La Patagonia arde y el gobierno de Javier Milei responde con recortes. Mientras miles de hectáreas de bosques nativos se consumen, casas se pierden y brigadistas combaten el fuego en condiciones precarias, el Presupuesto 2026 consagra un brutal desfinanciamiento del Servicio Nacional de Manejo del Fuego: un recorte real cercano al 78% respecto del año pasado.

No se trata solo de menos fondos a futuro. En 2024 y 2025, el Gobierno ya había subejecutado partidas clave, dejando millones sin usar aun cuando los incendios se multiplicaban. Menos recursos, menos horas de vuelo, menos prevención y menos apoyo para quienes arriesgan la vida en el terreno. La ecuación es simple y cruel: el ajuste se traduce en más destrucción.
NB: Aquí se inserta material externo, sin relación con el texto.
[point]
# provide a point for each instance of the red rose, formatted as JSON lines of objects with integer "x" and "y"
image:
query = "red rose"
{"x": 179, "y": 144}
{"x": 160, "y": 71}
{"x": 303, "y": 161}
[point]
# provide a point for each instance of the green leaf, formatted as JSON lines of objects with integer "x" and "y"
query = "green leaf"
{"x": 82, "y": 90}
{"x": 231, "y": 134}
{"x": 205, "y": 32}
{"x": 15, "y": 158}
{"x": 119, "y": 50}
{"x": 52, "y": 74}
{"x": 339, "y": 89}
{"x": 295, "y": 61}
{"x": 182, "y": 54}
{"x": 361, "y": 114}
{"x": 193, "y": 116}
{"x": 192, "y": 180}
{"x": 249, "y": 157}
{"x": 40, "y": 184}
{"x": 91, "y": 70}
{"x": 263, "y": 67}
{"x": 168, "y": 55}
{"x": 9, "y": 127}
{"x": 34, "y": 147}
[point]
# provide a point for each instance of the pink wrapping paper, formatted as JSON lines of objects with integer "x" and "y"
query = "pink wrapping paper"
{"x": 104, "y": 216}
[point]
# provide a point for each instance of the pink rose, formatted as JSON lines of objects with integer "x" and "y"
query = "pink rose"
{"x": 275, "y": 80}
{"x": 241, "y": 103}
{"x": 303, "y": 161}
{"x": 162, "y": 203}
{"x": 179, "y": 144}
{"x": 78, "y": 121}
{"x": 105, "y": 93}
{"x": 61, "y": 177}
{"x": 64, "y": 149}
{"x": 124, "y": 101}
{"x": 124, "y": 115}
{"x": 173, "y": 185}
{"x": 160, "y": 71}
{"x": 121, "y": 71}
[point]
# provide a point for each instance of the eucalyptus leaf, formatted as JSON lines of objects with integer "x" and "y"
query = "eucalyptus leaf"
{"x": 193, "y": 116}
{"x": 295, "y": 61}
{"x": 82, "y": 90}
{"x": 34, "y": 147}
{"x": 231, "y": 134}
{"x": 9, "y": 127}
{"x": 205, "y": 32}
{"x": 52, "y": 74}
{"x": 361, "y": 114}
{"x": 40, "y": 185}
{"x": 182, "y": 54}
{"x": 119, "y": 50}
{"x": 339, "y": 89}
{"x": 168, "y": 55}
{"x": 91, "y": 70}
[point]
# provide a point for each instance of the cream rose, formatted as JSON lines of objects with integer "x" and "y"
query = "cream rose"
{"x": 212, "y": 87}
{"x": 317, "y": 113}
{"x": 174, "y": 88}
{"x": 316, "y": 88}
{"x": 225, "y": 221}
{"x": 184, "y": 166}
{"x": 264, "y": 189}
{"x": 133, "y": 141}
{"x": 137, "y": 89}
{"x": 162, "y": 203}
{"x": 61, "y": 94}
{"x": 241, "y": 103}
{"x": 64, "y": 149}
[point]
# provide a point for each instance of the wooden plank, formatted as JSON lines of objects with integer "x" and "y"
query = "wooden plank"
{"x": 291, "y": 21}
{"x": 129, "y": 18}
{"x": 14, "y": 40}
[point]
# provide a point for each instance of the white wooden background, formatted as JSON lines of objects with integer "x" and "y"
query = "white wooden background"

Como si fuera poco, la Casa Rosada avanza con la intención de derogar la Ley de Manejo del Fuego, una norma pensada para evitar que los incendios se conviertan en oportunidades de negocios inmobiliarios o productivos. El mensaje es claro: se recorta la respuesta al desastre y, al mismo tiempo, se flexibilizan las reglas que protegían la tierra quemada.

El fuego no espera y la crisis climática no se negocia. Persistir en el desmantelamiento de las políticas ambientales no es una casualidad ni un error técnico: es una decisión política. Y en la Patagonia, esa decisión hoy se paga con bosques arrasados, comunidades devastadas y un Estado nacional cada vez más ausente.